Search engines allow users to input a search term of interest, and retrieve webpages having relevance to that term. Typically, this involves comparing a user specified search term with records in a database, the records representing pages of the World Wide Web.
Given the very large quantity of information that can now be accessed, considerable work has been done to generate effective ways of retrieving pages which are genuinely relevant to a user's requirements. In particular, considerable research effort has been expended in attempting to provide authoritative pages in response to a query, rather than pages which have little authority. For this reason, many search engines now use the page rank algorithm such that pages which are referenced from a large number of other pages are preferred to pages which are referenced from relatively few pages. That is, the page rank algorithm works on an assumption that pages which are referenced widely must be of some authoritative value. Algorithms based upon the page rank algorithm are described in EP1,517,250 (Microsoft Corporation). Although methods based upon the rank algorithm have been found to be effective, such methods typically return too many pages.
Although such methods provided by the prior art do allow user to locate pages of interest there is still a need for improved ways of determining information which is genuinely useful to a particular user.
In addition to search engines into which a user types a particular search term, the Internet provides so called directory services in which a user selects a particular category and is presented with pages pertinent to that category. Although the user is presented with a different interface it will be appreciated that such directory services can be implemented in a similar way to search engines, given that in practice a particular category selected by a user has a plurality of key words associated with it and those key words can be compared to particular webpages in a similar manner to that used by search engines as described above.
In the light of the foregoing it will be appreciated that there is a need for reliable and robust searching methods.
It is an object of the present invention to obviate or mitigate at least some of the problems set out above.

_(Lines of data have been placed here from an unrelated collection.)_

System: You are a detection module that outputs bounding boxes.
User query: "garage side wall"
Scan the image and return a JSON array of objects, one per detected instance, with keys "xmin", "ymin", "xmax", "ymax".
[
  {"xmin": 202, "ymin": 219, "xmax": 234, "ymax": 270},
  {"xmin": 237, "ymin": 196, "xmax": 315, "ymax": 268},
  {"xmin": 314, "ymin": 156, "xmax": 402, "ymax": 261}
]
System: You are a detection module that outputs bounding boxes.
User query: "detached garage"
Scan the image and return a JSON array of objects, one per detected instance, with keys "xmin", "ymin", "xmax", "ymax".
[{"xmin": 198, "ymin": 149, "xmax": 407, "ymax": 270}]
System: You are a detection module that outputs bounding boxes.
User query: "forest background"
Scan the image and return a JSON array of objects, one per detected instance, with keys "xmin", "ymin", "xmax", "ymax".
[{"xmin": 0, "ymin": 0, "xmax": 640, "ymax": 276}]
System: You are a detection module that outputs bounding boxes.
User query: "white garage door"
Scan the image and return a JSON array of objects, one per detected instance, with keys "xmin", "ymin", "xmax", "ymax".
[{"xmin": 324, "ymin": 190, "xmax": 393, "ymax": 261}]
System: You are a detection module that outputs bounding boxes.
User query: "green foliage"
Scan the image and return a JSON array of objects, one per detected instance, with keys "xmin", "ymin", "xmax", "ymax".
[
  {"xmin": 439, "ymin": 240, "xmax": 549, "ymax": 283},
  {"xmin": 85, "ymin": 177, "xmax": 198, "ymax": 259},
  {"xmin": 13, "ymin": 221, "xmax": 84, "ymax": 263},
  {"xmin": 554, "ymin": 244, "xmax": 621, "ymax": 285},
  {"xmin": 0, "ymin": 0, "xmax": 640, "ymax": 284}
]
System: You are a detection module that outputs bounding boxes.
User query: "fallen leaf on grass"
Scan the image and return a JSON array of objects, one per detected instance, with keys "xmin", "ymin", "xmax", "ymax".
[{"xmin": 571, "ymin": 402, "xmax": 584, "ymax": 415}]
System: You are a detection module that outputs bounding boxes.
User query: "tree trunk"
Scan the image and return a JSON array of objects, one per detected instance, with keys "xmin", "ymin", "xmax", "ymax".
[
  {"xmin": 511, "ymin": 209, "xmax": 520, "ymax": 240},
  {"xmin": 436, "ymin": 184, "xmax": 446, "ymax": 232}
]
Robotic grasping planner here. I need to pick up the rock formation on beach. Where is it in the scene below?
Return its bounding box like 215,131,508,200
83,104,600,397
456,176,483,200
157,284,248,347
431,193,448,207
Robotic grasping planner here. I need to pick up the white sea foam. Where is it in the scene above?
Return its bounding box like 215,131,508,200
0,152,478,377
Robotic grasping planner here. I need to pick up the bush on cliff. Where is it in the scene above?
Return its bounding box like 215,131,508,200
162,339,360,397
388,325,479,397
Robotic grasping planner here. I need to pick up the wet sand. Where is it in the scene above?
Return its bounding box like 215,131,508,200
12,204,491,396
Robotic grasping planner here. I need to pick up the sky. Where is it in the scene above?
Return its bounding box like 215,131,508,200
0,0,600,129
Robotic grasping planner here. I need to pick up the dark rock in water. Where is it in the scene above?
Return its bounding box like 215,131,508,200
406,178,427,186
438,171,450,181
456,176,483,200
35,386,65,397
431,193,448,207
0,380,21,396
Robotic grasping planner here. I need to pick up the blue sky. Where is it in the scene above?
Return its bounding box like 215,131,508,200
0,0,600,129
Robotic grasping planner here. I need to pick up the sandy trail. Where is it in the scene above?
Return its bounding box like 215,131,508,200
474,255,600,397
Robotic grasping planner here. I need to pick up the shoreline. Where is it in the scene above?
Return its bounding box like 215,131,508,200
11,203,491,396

According to an aspect of the present invention, there is provided, a computer-implemented method and apparatus for generating data indicating relevance of a first object to a particular criterion. The method comprises identifying a plurality of second objects referenced by said first object, determining the relevance of each of said plurality of second objects to the particular criterion, and generating data indicating the relevance of the first object based upon said determination.
Thus, the invention provides a mechanism by which the relevance of a particular object to a particular criterion is based upon objects which are referred to by the particular object. Where objects are linked in a meaningful manner it will be appreciated that the invention allows meaning captured by links to be effectively exploited.
The term object is used broadly to cover any item or collection of information. The invention has particular applicability when the objects are webpages, where references take the form of hyperlinks. Here, it is preferred that the first object is associated with a first domain while the second object is associated with a second domain. The first object is likely to reference third objects which are also associated with the first domain. Hyperlinks to the third objects may be processed to obtain further detail relating to the relevance of the first object to the particular criterion. In this way, information indicating the relevance of a particular webpage to a particular criterion is obtained by processing the content of referenced pages associated with other domains, whilst processing hyperlinks referencing pages within the domain of the first webpage.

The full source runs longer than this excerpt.